República decreta serviços mínimos no transporte marítimo para as Regiões Autónomas

O Governo da República decretou serviços mínimos para garantir o transporte marítimo para os Açores e para a Madeira durante a greve ao trabalho suplementar que decorre nos portos de 13 de agosto a 10 de setembro, foi hoje anunciado.

Segundo um comunicado da Administração do Porto de Lisboa (APL), os serviços mínimos “visam a satisfação de necessidades sociais impreteríveis, como seja o regular abastecimento das populações das regiões autónomas, em ordem a superar a descontinuidade geográfica dada a característica ultraperiférica dos arquipélagos dos Açores e da Madeira, na defesa do interesse público”.

A greve de quatro semanas ao trabalho suplementar foi convocada pelo Sindicato dos Estivadores e da Atividade Logística (SEAL) e abrange o trabalho ao sábado, domingos e feriados, afetando particularmente o Porto de Lisboa, afirma a APL.

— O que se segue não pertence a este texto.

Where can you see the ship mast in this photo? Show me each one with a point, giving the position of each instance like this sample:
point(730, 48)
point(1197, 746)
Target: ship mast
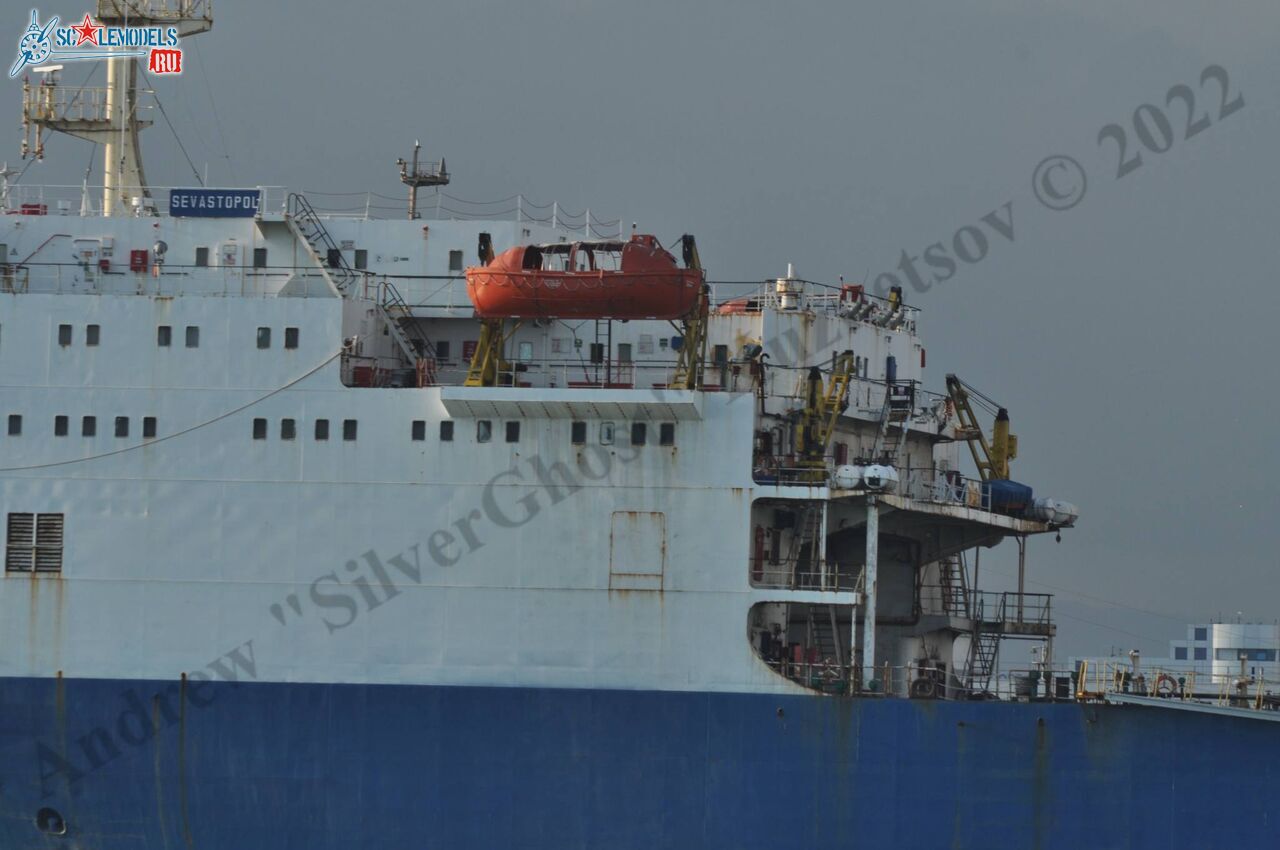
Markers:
point(110, 115)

Durante a greve, os trabalhadores ficam obrigados à “operação de descarga e carga de um navio destinado a cada uma das regiões autónomas dos Açores e da Madeira, em cada sábado, sem interrupções”, lê-se no despacho sobre os serviços mínimos, assinado pela ministra do Mar, Ana Paula Vitorino.

Segundo o despacho, devem ser assegurados “os meios humanos necessários para cumprir os serviços mínimos definidos”, designados pelas associações sindicais ou pelo empregador, caso as primeiras não o façam nas 24 horas anteriores ao início da paralisação.

A greve foi convocada pelo SEAL contra a “crescente proliferação de práticas anti-sindicais nos diversos portos portugueses” que se revestem de “extrema gravidade” no Porto de Leixões e no Porto do Caniçal, segundo o sindicato.

A paralisação abrange os portos de Leixões, Figueira da Foz, Lisboa, Setúbal, Sines, Caniçal, Praia da Vitória e Ponta Delgada.

De acordo com o pré-aviso do sindicato, a greve incide sobre “todo o trabalho suplementar, ou seja, sobre todo o trabalho que ultrapasse o turno normal de trabalho ou um turno de trabalho diário, em dias úteis, e sobre todo o trabalho em sábados, domingos e feriados”.